Istri Kedua Ayahku

7.1K 210 2
                                    

"Sabrina! Jaga mulutmu! Jangan buat Papa menamparmu lagi!"

"Silahkan. Sabrina enggak perduli! Bahkan jika Papa mau bunuh Sabrina, silahkan!"

Sebuah tamparan mendarat di pipi mulusku.

"Mas ... sudahlah. Sabrina masih kecil."

"Halah. Dasar wanita murahan!"

"Sabrina! Cukup ... cukup, Sabrina! Papa akan antar kamu ke rumah Mama."

"Enggak perlu. Sabrina bisa pergi sendiri. Sabrina benci Papa ...!"
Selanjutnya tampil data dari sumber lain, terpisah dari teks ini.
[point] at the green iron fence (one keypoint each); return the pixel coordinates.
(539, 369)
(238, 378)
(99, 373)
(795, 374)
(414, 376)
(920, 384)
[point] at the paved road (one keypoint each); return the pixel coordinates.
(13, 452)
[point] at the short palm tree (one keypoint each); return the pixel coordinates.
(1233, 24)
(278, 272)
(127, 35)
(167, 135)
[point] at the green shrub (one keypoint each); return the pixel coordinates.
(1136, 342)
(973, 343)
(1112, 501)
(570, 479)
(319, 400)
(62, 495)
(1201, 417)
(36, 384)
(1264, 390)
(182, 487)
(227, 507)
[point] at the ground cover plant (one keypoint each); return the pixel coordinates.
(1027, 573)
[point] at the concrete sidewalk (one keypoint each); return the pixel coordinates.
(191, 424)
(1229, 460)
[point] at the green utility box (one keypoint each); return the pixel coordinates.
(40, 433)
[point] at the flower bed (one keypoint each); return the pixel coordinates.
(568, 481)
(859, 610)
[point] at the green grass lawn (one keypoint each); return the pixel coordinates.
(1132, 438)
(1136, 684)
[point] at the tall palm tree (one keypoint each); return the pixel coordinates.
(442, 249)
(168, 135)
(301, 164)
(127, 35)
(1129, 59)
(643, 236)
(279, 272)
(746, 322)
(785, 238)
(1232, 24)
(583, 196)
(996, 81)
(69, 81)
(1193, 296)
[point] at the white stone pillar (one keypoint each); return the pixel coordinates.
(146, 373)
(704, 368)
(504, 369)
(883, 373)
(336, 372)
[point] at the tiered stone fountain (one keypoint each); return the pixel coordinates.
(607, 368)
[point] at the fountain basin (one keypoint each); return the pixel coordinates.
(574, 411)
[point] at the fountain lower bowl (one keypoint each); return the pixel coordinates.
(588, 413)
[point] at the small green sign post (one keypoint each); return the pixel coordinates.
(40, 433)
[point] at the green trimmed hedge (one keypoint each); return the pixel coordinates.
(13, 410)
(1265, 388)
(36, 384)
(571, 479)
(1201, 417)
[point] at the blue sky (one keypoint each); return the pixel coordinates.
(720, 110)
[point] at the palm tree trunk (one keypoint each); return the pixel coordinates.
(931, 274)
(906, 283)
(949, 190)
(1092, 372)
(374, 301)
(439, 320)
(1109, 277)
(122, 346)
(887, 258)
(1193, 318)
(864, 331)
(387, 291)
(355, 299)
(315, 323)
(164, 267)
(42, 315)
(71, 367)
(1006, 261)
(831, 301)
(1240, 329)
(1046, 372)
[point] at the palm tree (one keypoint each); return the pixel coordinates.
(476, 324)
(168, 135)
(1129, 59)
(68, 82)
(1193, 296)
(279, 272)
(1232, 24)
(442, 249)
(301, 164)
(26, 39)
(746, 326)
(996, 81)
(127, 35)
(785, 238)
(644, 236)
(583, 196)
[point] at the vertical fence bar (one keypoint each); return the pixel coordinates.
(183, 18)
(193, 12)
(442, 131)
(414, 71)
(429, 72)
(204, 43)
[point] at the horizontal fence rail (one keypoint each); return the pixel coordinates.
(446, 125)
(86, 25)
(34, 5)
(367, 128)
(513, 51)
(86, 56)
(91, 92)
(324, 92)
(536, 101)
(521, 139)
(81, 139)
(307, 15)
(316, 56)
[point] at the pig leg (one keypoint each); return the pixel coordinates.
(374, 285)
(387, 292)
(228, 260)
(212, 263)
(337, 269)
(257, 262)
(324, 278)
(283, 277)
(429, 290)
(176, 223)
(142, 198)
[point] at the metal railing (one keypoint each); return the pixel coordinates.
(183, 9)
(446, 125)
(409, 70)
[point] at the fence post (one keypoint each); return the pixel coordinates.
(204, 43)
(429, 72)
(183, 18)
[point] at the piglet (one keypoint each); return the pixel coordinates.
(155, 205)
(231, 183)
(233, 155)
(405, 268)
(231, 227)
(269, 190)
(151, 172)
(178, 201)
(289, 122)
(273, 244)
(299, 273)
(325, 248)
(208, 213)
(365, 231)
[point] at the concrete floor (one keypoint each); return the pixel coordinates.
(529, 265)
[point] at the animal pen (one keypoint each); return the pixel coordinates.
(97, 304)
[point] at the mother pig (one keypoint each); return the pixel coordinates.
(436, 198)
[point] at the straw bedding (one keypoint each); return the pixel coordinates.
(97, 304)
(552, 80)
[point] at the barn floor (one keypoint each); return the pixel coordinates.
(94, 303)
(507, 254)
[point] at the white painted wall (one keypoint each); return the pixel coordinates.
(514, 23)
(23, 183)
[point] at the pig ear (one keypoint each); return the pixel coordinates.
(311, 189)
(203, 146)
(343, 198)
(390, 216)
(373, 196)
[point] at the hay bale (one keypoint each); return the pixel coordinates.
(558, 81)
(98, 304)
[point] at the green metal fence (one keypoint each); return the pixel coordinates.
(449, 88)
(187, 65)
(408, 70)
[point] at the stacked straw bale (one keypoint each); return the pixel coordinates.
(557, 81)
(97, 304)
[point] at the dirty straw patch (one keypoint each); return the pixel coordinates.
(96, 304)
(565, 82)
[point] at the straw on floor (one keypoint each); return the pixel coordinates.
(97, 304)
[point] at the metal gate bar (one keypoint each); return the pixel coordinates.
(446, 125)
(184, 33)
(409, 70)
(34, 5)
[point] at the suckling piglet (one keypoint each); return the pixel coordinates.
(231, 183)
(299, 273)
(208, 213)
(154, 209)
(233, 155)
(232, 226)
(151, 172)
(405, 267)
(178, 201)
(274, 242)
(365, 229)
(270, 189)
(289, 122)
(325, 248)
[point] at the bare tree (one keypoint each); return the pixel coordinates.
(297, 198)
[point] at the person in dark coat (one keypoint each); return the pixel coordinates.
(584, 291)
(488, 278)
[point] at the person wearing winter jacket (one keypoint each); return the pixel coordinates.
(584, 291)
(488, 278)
Aku berlari dengan deraian air mata. "Aku benci padamu, Ajeng. Aku akan membalas semua perbuatanmu."

***
Namaku Sabrina. Usiaku kini menginjak enam belas tahun. Aku anak pertama dari empat bersaudara. Keluarga kami baik-baik saja, bahagia dan penuh keharmonisan. Tapi semua berubah menjadi neraka saat wanita bernama Ajeng Anggraeni itu masuk ke dalam kehidupan kami.

Papa sering meninggalkan kami dengan alasan pekerjaan di luar daerah. Dan mama manut saja. Aku pun hanya bisa sabar menanti papa kembali. Walau aku sangat merindukannya. Aku sangat dekat dengan papa ketimbang dengan mama. Apa pun yang kuinginkan papa akan memberikannya. Sebagai gantinya aku harus menjadi anak yang berprestasi di sekolah.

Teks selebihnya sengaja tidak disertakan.